404media.co web signal

Atlassian, Citi, Adobe Cap Employee AI Access as Bills Climb

TL;DR

  • Atlassian's monthly AI spend climbed from about $5 million in August 2025 to more than $15 million by May 2026, per leaked internal communications.
  • Citi disabled Claude Opus 4.6, 4.7 and GPT-5.5 on June 24, telling staff those models consume significantly more credits per interaction.
  • Adobe is ending unlimited Claude access on June 30, and Amazon shut its internal AI usage leaderboard before quietly imposing token limits.

The most quietly interesting shift in enterprise AI this month is not a new model, it is a spreadsheet. 404 Media reported that Atlassian, Adobe, Amazon, Citi and GitHub are all pulling back on the unlimited-AI-for-every-employee posture that defined the last year of rollouts, because the bills got too big to ignore.

The concrete numbers give the picture. According to internal communications obtained by 404 Media, Atlassian's monthly AI spend went from around $5 million in August 2025 to more than $15 million by May 2026. Citi disabled access to Claude Opus 4.6, 4.7 and GPT-5.5 on June 24 and told staff in an internal note that "these models consume significantly more AI Credits per interaction" than mid-tier options, with re-enablement scheduled for July 1. Adobe is ending unlimited Claude access on June 30. Amazon quietly shut down an internal AI usage leaderboard and then, as one employee put it in a leaked message, went from "no more leaderboard to actual usage limits in two weeks." At an unnamed entertainment company, a single developer reportedly consumed almost half of the company's monthly ChatGPT token pool with, in a colleague's phrase, "no obvious ROI."

Why this matters for anyone doing this work at a real company: the pitch you have been sold, an unlimited seat to a frontier model, was a subsidy phase, and that phase is ending. The behaviour it produced is telling too. An Atlassian worker told 404 Media that colleagues "changed their workflow to maximize AI usage, and now they run out in 2-3 days," which is what happens when caps arrive after habits have already formed. Expect more employers to move to metered dashboards, to push work down to cheaper reasoning models, and to reopen conversations about self-hosted open-source options, which GitHub is reportedly already investigating.

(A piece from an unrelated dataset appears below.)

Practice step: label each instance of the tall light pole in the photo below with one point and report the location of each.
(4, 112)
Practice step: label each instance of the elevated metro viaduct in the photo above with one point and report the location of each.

The honest caveat is that this is one outlet's reporting drawn from leaked internal chatter at a handful of large companies, and it does not tell you whether the heavy top-tier usage was actually producing productivity gains that justified the spend. That is the real open question. The upside for practitioners is that the next quarter is going to force a much more careful conversation about which tasks genuinely need Opus 4.7 or GPT-5.5, and which have been reaching for them out of habit.